Three things that anger the people of Sabah
Mariam Mokhtar -September 19, 2020 9:10 AM
The irony of Sabah is that in 1963 it stopped being a British colony, but became a colony administered by the federal government of Malaya.
Fifty-seven years after 1963, the people of Sabah still fight for their rights and for more power to manage their own nation. The terms of the MA63 agreement were neither respected nor upheld. Today, Sabah still struggles to be treated as an equal partner in Malaysia.
High on their list of priorities are the MA63 agreement, the oil concession and the Ketuanan Melayu and Islamisation agenda.
The people of Sabah are furious that despite their oil and timber wealth, money has been diverted to Semenanjung, to build peninsular infrastructure while local people struggle to keep villages connected.
Sabah is a diverse nation of many indigenous tribes and religions, including animism. Sabahans are aware that one faith or one ethnic group cannot be superior to another; yet, many top civil service positions are filled by imported West Malaysians.

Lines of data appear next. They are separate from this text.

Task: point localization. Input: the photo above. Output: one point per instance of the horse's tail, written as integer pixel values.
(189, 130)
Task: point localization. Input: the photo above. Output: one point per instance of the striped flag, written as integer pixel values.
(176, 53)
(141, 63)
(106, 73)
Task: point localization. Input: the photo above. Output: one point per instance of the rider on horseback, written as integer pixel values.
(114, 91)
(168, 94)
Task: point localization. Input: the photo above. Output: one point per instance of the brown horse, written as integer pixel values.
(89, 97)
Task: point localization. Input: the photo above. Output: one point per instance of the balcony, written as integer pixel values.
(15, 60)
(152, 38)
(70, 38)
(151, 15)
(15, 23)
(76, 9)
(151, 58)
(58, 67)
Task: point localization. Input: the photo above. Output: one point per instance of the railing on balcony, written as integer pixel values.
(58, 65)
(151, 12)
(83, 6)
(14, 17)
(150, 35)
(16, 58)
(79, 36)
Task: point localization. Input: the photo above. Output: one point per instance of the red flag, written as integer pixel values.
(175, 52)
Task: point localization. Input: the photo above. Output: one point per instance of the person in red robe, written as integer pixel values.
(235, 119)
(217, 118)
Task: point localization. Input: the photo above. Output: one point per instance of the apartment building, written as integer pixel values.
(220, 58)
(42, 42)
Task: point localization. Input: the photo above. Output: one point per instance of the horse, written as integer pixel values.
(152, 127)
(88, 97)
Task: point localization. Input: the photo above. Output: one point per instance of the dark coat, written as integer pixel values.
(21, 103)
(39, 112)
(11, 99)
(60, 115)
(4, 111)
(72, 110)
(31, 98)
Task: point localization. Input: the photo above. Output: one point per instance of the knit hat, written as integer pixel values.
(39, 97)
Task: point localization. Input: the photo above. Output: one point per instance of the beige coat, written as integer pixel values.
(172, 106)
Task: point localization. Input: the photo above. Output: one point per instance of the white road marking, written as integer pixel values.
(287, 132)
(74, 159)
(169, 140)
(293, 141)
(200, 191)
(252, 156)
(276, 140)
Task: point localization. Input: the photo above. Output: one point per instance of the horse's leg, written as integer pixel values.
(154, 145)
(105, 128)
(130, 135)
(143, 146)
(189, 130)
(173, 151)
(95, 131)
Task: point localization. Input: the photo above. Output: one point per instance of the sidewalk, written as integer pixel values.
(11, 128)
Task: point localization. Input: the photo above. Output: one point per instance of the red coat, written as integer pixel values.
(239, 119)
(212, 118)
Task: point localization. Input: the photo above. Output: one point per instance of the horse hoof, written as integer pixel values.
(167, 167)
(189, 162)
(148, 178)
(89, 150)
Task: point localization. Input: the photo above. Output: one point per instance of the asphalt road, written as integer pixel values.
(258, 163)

They are furious that Project IC has allegedly diluted the local population with migrants from neighbouring countries, who were given citizenship rights in exchange for Umno-Baru votes. Project IC has altered Sabah’s demography.
Next week, when Sabahans vote, caretaker chief minister Shafie Apdal will learn if his message to build a nation has filtered down to the grassroots.
They have always believed that they are a tolerant and harmonious people. Many families are composed of people with different faiths, who sit together at the dining table to celebrate Christmas, Kaamatan (harvest festival), Chinese New year, Hari Raya, Deepavali and Vesak, the Buddhist New year. They have no qualms about celebrating, eating or drinking whatever they wish in one another’s company.
There is rising discontent among both Sabahans (and Sarawakians) over several issues, such as freedom of religion, the provisions for education and healthcare, as well as the allocation of funds for infrastructure.
In the past, both Sabah and Sarawak were once known as the vote-bank for BN.
Shafie has the upper hand in next week’s state election. If he wins, he will be able to show West Malaysians that no one race or religion is superior.
The views expressed are those of the author and do not necessarily reflect those of FMT.